The slowdown in the services sector—which accounts for more than half of China’s economy and is an important generator of jobs—is particularly worrying for policy makers as they have been counting on it to offset rising pressure on exports from a heated trade row with the United States.
The Caixin/Markit services purchasing managers’ index (PMI) fell to 50.8 in October from 53.1 in September, the lowest since September 2017, and creeping closer to the 50 line that separates growth from contraction.
Any prolonged weakness in the services sector would complicate Beijing’s efforts to steady growth in the face of the trade dispute with the United States, a manufacturing slowdown at home and campaigns to curb excess capacity, pollution and corporate debt.
A cooling this year of the Chinese property market, another major contributor to the economy, has also weighed on demand for real estate services.

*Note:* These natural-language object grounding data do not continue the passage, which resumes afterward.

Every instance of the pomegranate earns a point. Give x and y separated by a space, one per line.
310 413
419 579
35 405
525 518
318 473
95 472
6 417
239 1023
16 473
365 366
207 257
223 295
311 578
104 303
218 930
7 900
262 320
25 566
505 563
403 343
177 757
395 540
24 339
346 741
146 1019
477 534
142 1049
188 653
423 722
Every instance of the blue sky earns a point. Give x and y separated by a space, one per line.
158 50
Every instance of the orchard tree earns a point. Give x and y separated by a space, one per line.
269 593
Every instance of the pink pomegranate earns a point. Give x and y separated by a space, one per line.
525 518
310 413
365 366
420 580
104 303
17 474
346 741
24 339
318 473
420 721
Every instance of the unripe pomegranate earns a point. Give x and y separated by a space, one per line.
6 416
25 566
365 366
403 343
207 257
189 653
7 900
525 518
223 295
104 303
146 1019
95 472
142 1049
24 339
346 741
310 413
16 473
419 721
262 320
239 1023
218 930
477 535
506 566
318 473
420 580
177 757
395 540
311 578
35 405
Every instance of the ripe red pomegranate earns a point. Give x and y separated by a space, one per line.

Significantly, Caixin’s sub-index for new business orders showed virtually no growth at 50.1 in October, down from 52.4 the previous month and the worst performance since a contraction in November 2008 during the global financial crisis.

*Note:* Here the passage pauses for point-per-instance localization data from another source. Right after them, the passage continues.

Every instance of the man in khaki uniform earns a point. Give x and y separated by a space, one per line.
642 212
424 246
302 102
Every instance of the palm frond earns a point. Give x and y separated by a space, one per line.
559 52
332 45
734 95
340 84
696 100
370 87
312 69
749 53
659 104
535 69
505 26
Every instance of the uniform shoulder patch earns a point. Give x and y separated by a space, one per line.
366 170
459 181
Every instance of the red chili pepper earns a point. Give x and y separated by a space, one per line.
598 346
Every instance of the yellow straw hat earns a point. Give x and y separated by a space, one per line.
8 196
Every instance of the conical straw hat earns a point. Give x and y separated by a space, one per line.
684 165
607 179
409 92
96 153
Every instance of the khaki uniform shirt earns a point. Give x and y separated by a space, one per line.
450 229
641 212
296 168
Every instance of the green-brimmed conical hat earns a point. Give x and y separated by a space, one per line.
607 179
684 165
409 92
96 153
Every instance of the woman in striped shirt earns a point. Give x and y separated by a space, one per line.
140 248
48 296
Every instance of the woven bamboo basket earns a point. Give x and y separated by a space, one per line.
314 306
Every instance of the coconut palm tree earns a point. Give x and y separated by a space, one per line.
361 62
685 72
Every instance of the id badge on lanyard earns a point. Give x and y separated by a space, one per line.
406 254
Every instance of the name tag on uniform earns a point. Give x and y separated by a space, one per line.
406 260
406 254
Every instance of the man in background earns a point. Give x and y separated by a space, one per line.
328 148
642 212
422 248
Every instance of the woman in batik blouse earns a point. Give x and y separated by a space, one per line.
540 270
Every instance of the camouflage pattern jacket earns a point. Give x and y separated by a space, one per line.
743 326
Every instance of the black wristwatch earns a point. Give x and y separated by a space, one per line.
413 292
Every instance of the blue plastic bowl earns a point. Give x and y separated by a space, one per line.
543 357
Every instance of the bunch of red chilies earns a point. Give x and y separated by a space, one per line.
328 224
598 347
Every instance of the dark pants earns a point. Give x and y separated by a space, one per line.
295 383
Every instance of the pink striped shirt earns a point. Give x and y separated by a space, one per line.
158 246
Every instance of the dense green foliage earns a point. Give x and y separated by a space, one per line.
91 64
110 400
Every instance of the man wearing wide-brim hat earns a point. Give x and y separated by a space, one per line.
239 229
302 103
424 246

That dented business confidence towards future activity to a three-month low, according to the survey.
The nation’s financial services sector was especially hit hard by the subdued market conditions.
China is leaning on services, particularly high value-added services in finance and technology, to reduce the economy’s traditional reliance on heavy industry and investment.
Some firms surveyed by Caixin also expressed concerns of the possible impact of the Sino-U.S. trade dispute on future activity.
The impact of the trade frictions on business confidence, and real activity, was starting to show in the broader economy.
A separate Caixin survey published last week showed China’s manufacturing sector hardly grew in October after stalling in the previous month.
October was the first full month after the latest U.S. tariffs went into effect.
Washington and Beijing slapped additional tariffs on each other’s goods on Sept. 24, and U.S. President Donald Trump has threatened to hit China with more duties.
Caixin’s composite manufacturing and services PMI, also released on Nov. 4, fell to 50.5 in October from 52.1 a month earlier. That was the lowest level since June 2016.
Offering a glimmer of hope, Trump and Chinese leader Xi Jinping had what the U.S. president described as a “very good” phone discussion about trade last week.
Plans were being made for them to meet on the sidelines of the G20 leaders summit in Argentina at the end of November.
Support for Private Firms
Beijing has already stepped up liquidity support for the economy by cutting the level of cash banks must hold as reserves four times so far this year, and is also boosting fiscal spending.
Xi on Thursday promised to help China’s struggling private firms, which dominate the services sector.
He pledged to roll out more tax cuts and financial aid, underscoring government resolve to back-stop the private sector as the world’s second-largest economy slows.
Gross domestic product (GDP) grew by a slower-than-expected 6.5 percent in the third quarter, its weakest since the global financial crisis.
After declining for the first time in more than two years in September, employment in China’s services sector increased at the start of the fourth quarter as some businesses hired additional workers to expand business operations, the Caixin survey showed.
While the uptick would provide some respite to policymakers concerned about unemployment, the rate of payroll growth was marginal and weaker than the historical trend, the Caixin survey shows.
Economists say business conditions will get worse before they can get better.